Lernen in einer Kultur der Digitalität: Pädagogischer Tag am Katholischen Schulzentrum Halle (Saale)
22.04.2026
Wie kann Lernen und Lehren in einer Kultur der Digitalität gelingen und welche Rolle spielt dabei Künstliche Intelligenz? Mit diesen Fragen beschäftigte sich der Pädagogische Tag am 24. März 2026 am Katholischen Schulzentrum in Halle (Saale).
Schulübergreifendes Lernen am gemeinsamen Standort
Am Bildungsstandort Halle (Saale) bilden die St. Franziskus-Grundschule, die St. Mauritius-Sekundarschule und das Elisabeth-Gymnasium gemeinsam das Katholische Schulzentrum. In unmittelbarer Nachbarschaft arbeiten die Schulen eng verzahnt und schulformübergreifend. Pädagogische Entwicklungen werden dabei in gemeinsamer Verantwortung gestaltet und aufeinander abgestimmt.
Der Pädagogische Tag wurde für alle Kolleginnen und Kollegen der Schulen der Edith-Stein-Schulstiftung geöffnet und bot so einen schulübergreifenden Rahmen für Austausch und gemeinsame Weiterentwicklung.
Lernen mit und über KI
Eröffnet wurde der Tag von den drei Schulleitugen des Schulzentrums: Iris Wiese, Katrin Wenzlaff und Michael Mingenbach.
Den inhaltlichen Auftakt bildete eine Keynote von Dr. Kay Adenstedt vom Landesinstitut für Schulqualität und Lehrerbildung Sachsen-Anhalt (LISA), der das Lernen „über und mit KI“ in den Kontext aktueller Entwicklungen stellte.
Dabei wurde deutlich: Künstliche Intelligenz ist längst Teil schulischer Realität und eröffnet neue Möglichkeiten für Unterricht, Lernprozesse und Prüfungskultur.
In zwei Workshop-Phasen arbeiteten die Teilnehmenden anschließend an konkreten Fragestellungen – von grundlegenden Zugängen zur KI über den Einsatz digitaler Tools im Unterricht bis hin zu Fragen einer veränderten Aufgaben- und Prüfungskultur. Im Mittelpunkt standen dabei insbesondere der reflektierte Einsatz von KI im Unterricht („begleiten statt verbieten“), kooperative und selbstständige Lernformate sowie neue Ansätze für das Prüfen mit und trotz KI.

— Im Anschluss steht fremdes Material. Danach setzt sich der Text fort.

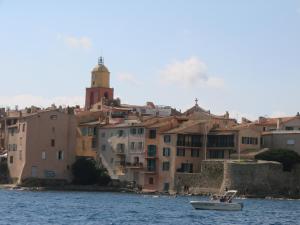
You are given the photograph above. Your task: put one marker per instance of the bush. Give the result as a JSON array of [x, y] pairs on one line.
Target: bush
[[285, 156], [86, 172]]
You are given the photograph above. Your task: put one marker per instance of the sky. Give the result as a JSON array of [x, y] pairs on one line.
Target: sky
[[236, 56]]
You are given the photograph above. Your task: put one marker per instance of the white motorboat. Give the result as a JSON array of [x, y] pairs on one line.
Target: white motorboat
[[219, 203]]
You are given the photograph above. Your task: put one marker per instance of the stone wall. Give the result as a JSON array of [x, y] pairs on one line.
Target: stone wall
[[261, 179], [253, 179], [209, 180]]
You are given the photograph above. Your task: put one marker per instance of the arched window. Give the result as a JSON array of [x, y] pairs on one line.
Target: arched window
[[106, 94]]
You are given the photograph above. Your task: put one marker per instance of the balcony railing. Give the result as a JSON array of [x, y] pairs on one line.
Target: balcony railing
[[134, 165], [120, 151]]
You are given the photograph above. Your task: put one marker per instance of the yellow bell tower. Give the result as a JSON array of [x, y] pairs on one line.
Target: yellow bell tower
[[100, 75], [100, 87]]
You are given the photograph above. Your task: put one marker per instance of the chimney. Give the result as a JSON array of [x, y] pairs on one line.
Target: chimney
[[245, 120], [279, 120], [261, 119]]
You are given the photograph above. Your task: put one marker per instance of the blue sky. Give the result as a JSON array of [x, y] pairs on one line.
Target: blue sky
[[240, 56]]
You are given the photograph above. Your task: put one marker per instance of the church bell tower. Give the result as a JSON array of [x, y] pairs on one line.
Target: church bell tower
[[100, 85]]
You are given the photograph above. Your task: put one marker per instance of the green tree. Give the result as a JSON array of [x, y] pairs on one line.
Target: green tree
[[287, 157], [86, 172]]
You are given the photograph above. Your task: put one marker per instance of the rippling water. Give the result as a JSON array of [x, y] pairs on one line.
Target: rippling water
[[25, 207]]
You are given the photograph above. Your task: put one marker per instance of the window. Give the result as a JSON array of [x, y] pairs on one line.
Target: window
[[152, 134], [83, 145], [12, 132], [140, 130], [95, 131], [151, 165], [166, 151], [60, 155], [94, 142], [166, 187], [216, 154], [189, 140], [186, 168], [151, 180], [90, 131], [195, 153], [84, 131], [220, 140], [120, 133], [120, 148], [20, 155], [44, 155], [167, 138], [140, 146], [290, 142], [249, 140], [180, 152], [53, 117], [133, 131], [166, 166], [151, 150], [136, 160], [132, 145], [52, 142]]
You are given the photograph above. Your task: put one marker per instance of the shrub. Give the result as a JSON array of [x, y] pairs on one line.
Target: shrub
[[285, 156], [86, 172]]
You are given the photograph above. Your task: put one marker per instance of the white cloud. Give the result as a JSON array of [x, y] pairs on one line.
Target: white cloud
[[76, 42], [189, 72], [26, 100], [128, 78]]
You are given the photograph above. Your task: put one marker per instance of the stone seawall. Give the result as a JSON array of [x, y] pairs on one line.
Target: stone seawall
[[261, 179], [252, 179], [208, 181]]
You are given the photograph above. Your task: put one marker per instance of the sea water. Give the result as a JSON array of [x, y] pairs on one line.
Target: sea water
[[26, 207]]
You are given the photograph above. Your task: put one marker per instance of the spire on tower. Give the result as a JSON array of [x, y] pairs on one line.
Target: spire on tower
[[100, 60]]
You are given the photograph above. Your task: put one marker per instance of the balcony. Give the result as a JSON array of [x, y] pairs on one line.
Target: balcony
[[135, 165], [120, 151], [150, 171]]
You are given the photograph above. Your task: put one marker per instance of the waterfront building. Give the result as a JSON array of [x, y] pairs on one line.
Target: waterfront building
[[87, 141], [40, 144], [121, 148]]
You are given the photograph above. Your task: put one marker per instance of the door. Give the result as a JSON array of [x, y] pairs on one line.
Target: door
[[34, 171]]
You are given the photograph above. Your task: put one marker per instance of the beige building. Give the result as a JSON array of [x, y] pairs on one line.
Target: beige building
[[41, 145]]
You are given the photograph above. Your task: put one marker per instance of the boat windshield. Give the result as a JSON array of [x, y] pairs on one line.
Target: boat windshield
[[228, 196]]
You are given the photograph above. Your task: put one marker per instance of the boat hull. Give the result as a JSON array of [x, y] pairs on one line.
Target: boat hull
[[223, 206]]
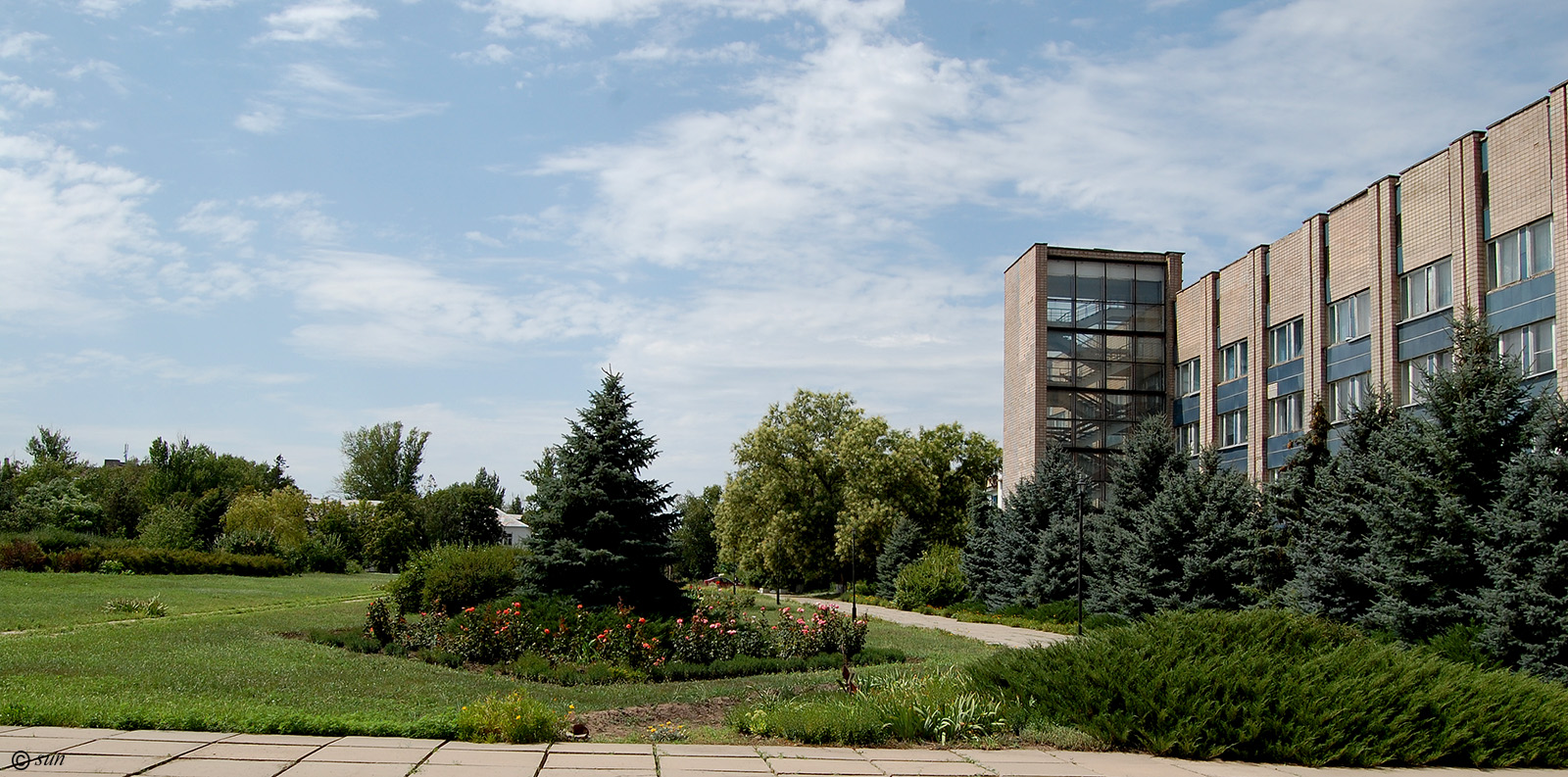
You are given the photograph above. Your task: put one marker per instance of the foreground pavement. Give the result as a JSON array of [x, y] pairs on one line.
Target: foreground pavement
[[203, 753]]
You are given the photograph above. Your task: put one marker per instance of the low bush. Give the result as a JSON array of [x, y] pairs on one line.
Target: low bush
[[514, 718], [455, 577], [1280, 687], [937, 578]]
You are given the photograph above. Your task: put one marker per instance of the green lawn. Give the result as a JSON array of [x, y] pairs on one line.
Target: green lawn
[[47, 601], [231, 669]]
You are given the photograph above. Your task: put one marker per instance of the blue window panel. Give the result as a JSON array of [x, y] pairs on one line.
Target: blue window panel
[[1523, 303], [1348, 359], [1278, 449], [1291, 368], [1230, 397], [1424, 335], [1235, 458]]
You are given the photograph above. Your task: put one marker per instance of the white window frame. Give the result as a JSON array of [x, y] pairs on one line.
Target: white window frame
[[1346, 397], [1520, 254], [1531, 347], [1189, 378], [1233, 361], [1285, 413], [1416, 371], [1285, 342], [1348, 318], [1233, 428], [1427, 288]]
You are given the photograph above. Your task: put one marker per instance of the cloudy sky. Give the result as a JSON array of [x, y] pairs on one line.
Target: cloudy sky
[[261, 222]]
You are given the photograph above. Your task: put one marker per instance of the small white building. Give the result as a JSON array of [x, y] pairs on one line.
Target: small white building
[[516, 530]]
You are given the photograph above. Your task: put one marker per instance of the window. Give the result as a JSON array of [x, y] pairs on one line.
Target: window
[[1285, 413], [1348, 318], [1233, 361], [1346, 397], [1233, 428], [1520, 254], [1188, 378], [1285, 342], [1529, 347], [1427, 288], [1416, 371]]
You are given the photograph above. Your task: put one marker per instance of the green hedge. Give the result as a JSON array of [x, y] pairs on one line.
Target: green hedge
[[1282, 687]]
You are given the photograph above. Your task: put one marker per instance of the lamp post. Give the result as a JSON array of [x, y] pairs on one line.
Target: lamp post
[[1079, 483]]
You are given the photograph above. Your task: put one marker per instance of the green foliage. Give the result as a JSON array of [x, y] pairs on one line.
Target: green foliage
[[601, 533], [514, 718], [1282, 688], [170, 528], [380, 461], [465, 512], [455, 577], [902, 549], [279, 514], [695, 546], [392, 533], [937, 580], [819, 486], [1523, 549]]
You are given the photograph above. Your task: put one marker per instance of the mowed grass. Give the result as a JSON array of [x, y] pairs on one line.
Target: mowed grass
[[51, 601], [232, 669]]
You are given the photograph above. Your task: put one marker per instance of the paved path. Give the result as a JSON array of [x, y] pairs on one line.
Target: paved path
[[993, 633], [201, 753]]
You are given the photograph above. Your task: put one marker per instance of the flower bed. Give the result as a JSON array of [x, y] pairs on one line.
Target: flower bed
[[559, 641]]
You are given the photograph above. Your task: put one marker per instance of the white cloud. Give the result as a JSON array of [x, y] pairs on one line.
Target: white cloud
[[21, 94], [261, 120], [74, 243], [318, 93], [208, 219], [106, 8], [389, 309], [318, 21], [20, 46], [493, 54], [107, 73]]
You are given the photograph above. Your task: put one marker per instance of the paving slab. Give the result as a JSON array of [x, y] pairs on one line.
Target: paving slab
[[708, 750], [713, 763], [336, 753], [822, 766], [600, 760], [281, 738], [932, 768], [606, 748], [217, 768], [347, 769], [529, 760], [386, 742], [791, 751], [494, 746], [232, 751], [132, 748], [172, 737], [96, 765], [891, 753]]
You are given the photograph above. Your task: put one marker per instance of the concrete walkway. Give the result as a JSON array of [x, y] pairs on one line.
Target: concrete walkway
[[993, 633], [201, 753]]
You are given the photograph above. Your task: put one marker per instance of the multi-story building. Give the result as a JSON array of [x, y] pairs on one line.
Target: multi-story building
[[1356, 300]]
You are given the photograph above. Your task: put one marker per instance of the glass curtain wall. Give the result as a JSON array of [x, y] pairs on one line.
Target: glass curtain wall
[[1104, 356]]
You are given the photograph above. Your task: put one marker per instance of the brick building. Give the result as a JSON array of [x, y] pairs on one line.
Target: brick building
[[1355, 300]]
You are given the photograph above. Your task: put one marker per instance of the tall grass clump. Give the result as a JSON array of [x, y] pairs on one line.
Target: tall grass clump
[[1282, 687]]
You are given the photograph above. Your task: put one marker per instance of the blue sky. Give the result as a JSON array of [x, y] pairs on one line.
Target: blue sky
[[263, 222]]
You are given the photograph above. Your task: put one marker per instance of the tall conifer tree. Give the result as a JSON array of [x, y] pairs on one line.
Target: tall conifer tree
[[601, 533]]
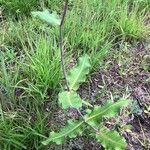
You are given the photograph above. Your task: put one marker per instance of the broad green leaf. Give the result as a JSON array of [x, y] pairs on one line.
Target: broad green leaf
[[71, 130], [51, 18], [77, 75], [110, 109], [70, 99], [111, 140]]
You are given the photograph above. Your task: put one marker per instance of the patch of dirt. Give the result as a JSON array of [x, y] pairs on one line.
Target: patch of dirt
[[127, 75]]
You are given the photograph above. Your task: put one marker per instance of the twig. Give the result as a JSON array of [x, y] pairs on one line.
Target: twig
[[61, 44]]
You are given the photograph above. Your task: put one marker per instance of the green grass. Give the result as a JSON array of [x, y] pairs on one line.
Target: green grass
[[30, 71]]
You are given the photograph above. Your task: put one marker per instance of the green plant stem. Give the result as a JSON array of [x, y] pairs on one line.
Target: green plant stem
[[61, 44]]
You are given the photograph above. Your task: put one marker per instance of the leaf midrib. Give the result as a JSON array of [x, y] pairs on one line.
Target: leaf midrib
[[78, 74]]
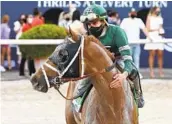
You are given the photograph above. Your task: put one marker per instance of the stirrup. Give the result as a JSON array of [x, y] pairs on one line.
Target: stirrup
[[77, 104]]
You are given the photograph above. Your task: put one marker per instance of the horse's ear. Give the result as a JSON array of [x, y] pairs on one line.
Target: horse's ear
[[74, 35]]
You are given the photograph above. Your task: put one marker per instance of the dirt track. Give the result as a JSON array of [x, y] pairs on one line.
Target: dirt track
[[20, 104]]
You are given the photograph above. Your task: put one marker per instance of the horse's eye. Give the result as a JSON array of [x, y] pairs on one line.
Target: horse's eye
[[63, 55]]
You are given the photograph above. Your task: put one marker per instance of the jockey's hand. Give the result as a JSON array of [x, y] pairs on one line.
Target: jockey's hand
[[118, 79]]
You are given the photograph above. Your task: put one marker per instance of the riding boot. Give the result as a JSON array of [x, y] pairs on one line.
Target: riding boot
[[138, 91], [31, 66], [137, 85], [22, 66], [81, 88]]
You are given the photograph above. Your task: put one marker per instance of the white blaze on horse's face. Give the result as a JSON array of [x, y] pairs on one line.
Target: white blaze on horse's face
[[64, 62]]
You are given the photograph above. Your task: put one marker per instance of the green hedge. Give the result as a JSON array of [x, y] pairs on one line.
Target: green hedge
[[47, 31]]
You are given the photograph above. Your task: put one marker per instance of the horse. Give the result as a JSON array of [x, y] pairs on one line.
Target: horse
[[103, 105]]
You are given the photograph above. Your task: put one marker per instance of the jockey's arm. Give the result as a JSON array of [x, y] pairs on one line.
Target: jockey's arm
[[121, 41]]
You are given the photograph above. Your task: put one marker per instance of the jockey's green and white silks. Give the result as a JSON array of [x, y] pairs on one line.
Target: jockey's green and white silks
[[117, 39]]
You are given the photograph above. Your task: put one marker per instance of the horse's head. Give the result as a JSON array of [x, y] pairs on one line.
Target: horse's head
[[64, 62]]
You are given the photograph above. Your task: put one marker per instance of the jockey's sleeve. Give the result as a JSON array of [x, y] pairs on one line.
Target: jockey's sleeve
[[121, 41]]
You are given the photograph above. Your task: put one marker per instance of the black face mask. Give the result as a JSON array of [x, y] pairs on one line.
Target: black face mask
[[133, 16], [97, 31], [158, 13]]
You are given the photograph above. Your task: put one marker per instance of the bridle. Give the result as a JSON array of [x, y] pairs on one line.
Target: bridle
[[59, 80]]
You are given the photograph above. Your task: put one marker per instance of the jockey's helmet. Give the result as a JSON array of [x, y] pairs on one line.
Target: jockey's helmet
[[92, 12]]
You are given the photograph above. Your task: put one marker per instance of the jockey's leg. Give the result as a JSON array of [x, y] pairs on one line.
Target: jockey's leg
[[136, 80], [81, 88]]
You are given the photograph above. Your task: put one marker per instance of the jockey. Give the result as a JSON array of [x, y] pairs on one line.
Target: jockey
[[111, 35]]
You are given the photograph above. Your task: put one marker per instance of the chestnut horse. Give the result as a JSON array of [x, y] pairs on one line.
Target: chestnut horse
[[103, 105]]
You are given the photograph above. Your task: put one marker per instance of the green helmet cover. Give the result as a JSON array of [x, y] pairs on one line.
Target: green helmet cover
[[97, 10]]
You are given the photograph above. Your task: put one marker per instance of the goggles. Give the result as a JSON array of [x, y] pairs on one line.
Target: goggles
[[91, 17]]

Peer-Review im Netzwerk „Blick über den Zaun“
Ein besonderer Bestandteil des Tages war die Einbindung des Netzwerks Blick über den Zaun (BüZ), in dem das Schulzentrum aktiv mitarbeitet. Im Rahmen einer Peer-Review begleiteten Kolleginnen und Kollegen aus verschiedenen Bundesländern die Arbeit vor Ort und gingen der Frage nach, in welchen Formen digital gestütztes Lernen und Lehren am Schulzentrum bereits sichtbar ist.
Die Rückmeldungen zeichnen ein differenziertes Bild: Digitale Medien sind im Unterricht vielfältig präsent – von visualisierenden Präsentationsformen bis hin zu Tools für eigenständiges Lernen. Gleichzeitig wurde deutlich, dass insbesondere die kollaborativen Möglichkeiten digitaler Werkzeuge noch stärker genutzt werden können. Daraus ergibt sich die Empfehlung, vorhandene Kompetenzen gezielt weiterzuentwickeln und gemeinsam verbindliche Orientierungen für das Lernen in einer Kultur der Digitalität zu schaffen.
Schulentwicklung gemeinsam gestalten
Der Pädagogische Tag bot damit Raum für fachlichen Input, praktische Erprobung und schulübergreifenden Austausch. Die Ergebnisse des Tages werden nun gesichert und in die weitere Schul- und Unterrichtsentwicklung eingebracht.
Ziel ist es, die Potenziale digitaler Werkzeuge und von Künstlicher Intelligenz verantwortungsvoll zu nutzen und zugleich das zentrale Anliegen katholischer Bildung zu stärken: die Förderung eines „gebildeten Geistes“ und die Befähigung junger Menschen zu verantwortlichem Handeln in einer zunehmend digitalen Welt.